Nvidia has achieved the world’s top-performing result for large scale graph processing using a commercially available cluster hosted on the Coreweave cloud platform. The company reported a benchmark result of 410 trillion traversed edges per second (TEPS), which ranked No. 1 on the 31st Graph500 breadth-first search (BFS) list. The record setting run was executed on an accelerated computing cluster located in a Coreweave data center in Dallas.
The winning configuration used 8,192 Nvidia H100 GPUs to process a graph containing 2.2 trillion vertices and 35 trillion edges. This result is described as more than double the performance of comparable solutions listed on Graph500, including entries operated by national laboratories. The system demonstrates that a commercially available cloud cluster can outperform highly specialized installations in large scale graph analytics workloads.

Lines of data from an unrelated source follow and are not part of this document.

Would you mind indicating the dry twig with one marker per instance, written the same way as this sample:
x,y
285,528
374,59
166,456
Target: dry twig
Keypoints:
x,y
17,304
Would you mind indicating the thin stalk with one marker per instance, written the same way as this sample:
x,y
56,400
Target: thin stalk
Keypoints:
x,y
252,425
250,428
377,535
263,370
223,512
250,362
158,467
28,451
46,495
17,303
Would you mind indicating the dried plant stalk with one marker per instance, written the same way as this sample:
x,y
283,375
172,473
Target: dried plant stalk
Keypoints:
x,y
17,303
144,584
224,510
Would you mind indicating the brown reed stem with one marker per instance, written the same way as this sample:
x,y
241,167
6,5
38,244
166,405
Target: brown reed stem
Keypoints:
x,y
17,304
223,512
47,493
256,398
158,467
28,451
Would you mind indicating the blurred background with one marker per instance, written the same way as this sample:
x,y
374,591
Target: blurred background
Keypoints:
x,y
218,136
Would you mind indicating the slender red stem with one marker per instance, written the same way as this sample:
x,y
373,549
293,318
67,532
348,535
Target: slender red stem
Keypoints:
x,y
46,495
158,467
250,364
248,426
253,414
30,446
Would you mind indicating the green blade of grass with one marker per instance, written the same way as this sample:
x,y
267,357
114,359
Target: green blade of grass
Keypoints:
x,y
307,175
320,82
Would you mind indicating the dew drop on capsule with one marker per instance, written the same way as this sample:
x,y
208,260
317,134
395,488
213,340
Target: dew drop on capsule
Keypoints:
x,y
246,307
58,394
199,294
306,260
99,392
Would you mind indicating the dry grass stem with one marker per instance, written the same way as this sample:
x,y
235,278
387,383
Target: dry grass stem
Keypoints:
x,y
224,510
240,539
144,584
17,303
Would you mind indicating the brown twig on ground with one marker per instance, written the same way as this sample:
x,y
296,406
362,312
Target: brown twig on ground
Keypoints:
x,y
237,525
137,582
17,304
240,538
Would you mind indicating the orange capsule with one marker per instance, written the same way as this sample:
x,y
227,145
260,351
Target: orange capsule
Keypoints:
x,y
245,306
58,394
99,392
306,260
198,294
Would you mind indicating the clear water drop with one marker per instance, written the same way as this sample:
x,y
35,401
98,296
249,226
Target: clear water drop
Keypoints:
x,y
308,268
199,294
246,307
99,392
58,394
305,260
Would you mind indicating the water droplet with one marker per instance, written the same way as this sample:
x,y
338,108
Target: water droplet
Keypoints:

To illustrate the scale, the article notes that if every person on Earth had 150 friends, this would correspond to 1.2 trillion edges in a social relationship graph. According to Nvidia and Coreweave, their system enables searching through every such friend relationship on Earth in just about three milliseconds. The article emphasizes that speed at this scale is only part of the achievement, with efficiency also highlighted, as a comparable top 10 Graph500 entry used about 9,000 nodes, while the Nvidia run used just over 1,000 nodes, delivering 3x better performance per dollar.